La otra noche, tomando unas cervezas en el Avalon, uno de mis amigos volvió a contarme sus encuentros con Pablo Carbonell en Madrid. Vive en Zamora y, cada vez que va a pasar el fin de semana a Madrid, suele coincidir por ahí con Pablo Carbonell. Debo aclarar que no se conocen de nada. O mejor, que Carbonell no conoce a mi colega. Da igual donde vaya: al supermercado, a Fnac. Han coincidido cuatro veces. Lo cual, tratándose de alguien que no vive en la capital y que sólo esporádicamente visita la ciudad, me parece un récord. Anoto que Carbonell, por otra parte, es un hombre impulsivo y vitalista al que yo he visto unas tres veces en mi vida. La primera data de hace años: yo salía del Círculo de Bellas Artes y él aguardaba a un famoso en la entrada, con el micrófono en la mano y un hombre inquieto a su lado y con la cámara al hombro: estaban preparando un asalto para Caiga Quien Caiga. En otra ocasión lo divisé de lejos, por la zona de bares de tapas de la Latina. La tercera la cuento luego.
Vayamos primero con mi colega. Si quiero comentar aquí esos encuentros no es sólo por el azar, sino porque Carbonell, cuando coinciden, mira a mi amigo como si lo conociera. Y luego le habla. En una de esas ocasiones estaban en el supermercado. Pablo Carbonell compró chuletas y le dijo a la gente que hacía cola que iba a preparar una barbacoa. Pero miró a mi amigo. Los dos comentaron la jugada. La última vez, la cuarta, se encontraron en el edificio de Fnac. Carbonell trataba de saludar a una actriz y le contó que había olvidado el nombre de la mujer. Luego, Carbonell le enseñó la película que iba a comprarse en dvd, y él y mi colega hablaron de cine. En ninguna de las ocasiones perdió la sonrisa. Este cantante, actor, showman, reportero, entre otros oficios, es tal y como lo vemos en televisión. Un tipo divertido, enérgico y amable. Mi amigo nos contaba: “Siempre que nos cruzamos, me mira como si me conociera”. Estoy convencido de que un día terminarán tomando unas copas.

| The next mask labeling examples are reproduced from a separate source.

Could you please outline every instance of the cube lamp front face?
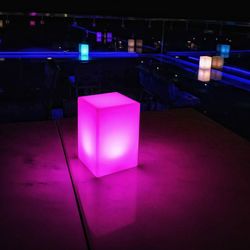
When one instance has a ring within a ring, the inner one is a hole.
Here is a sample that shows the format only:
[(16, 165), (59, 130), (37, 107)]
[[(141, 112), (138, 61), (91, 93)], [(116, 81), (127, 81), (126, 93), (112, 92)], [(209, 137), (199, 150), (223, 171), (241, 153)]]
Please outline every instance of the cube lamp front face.
[(138, 164), (140, 104), (117, 92), (78, 98), (78, 156), (97, 177)]
[(228, 54), (230, 52), (229, 44), (217, 44), (217, 52), (221, 54)]
[(210, 69), (212, 65), (212, 57), (210, 56), (200, 56), (199, 68), (200, 69)]
[(213, 56), (212, 67), (215, 69), (222, 69), (224, 65), (224, 58), (221, 56)]
[(202, 82), (209, 82), (211, 79), (210, 69), (199, 69), (198, 71), (198, 80)]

La semana pasada yo estaba junto a una de las mesas de novedades de la sección de libros de Fnac. Cogí un volumen y lo hojeé. Unos segundos después me entró esa sensación reconocible: cuando creemos que alguien nos está mirando. Atisbé por encima del hombro. Había un hombre parado en mitad del pasillo, alejado de los libros. Me observaba, igual que observamos a alguien dudando de su identidad. Era Pablo Carbonell. A pesar de la barba cana de varios días que emboscaba su rostro, lo reconocí en seguida. Cuando nuestras miradas coincidieron y vio que no me conocía, dudó un instante y se dio la vuelta. Otro tipo en mi pellejo, menos tímido, lo hubiese saludado con un ademán de la cabeza, con un gesto, o acercándose a charlar con él. Me había confundido con otra persona. En un diario leí una entrevista con él en la que dijo algo que llamó mi atención. Cuando le preguntaban qué le desquicia de Madrid, respondió: “La grisura de la gente, suelen estar tristes”. Él es lo contrario de esa tristeza, y se agradece topar con alguien así en esta ciudad de ruidos, urgencias y contrastes; alguien que, a pesar de la fama y el estrellato, no pierde el buen humor. Carbonell es un tipo que me ha hecho pasar grandes ratos: sus incursiones en CQC, sus temas con Los Toreros Muertos (“Mi agüita amarilla” fue para mí un himno adolescente), su manera de azuzar el cabreo de Fernando Fernán Gómez en uno de sus asaltos con micrófono, su extraño doblaje para “Las aventuras de Ford Fairlane”, su papel en la película del cruasán (él era lo único decente de la adaptación), su participación en Un Equipo. Debería haberlo saludado la otra tarde. Como gesto de cortesía.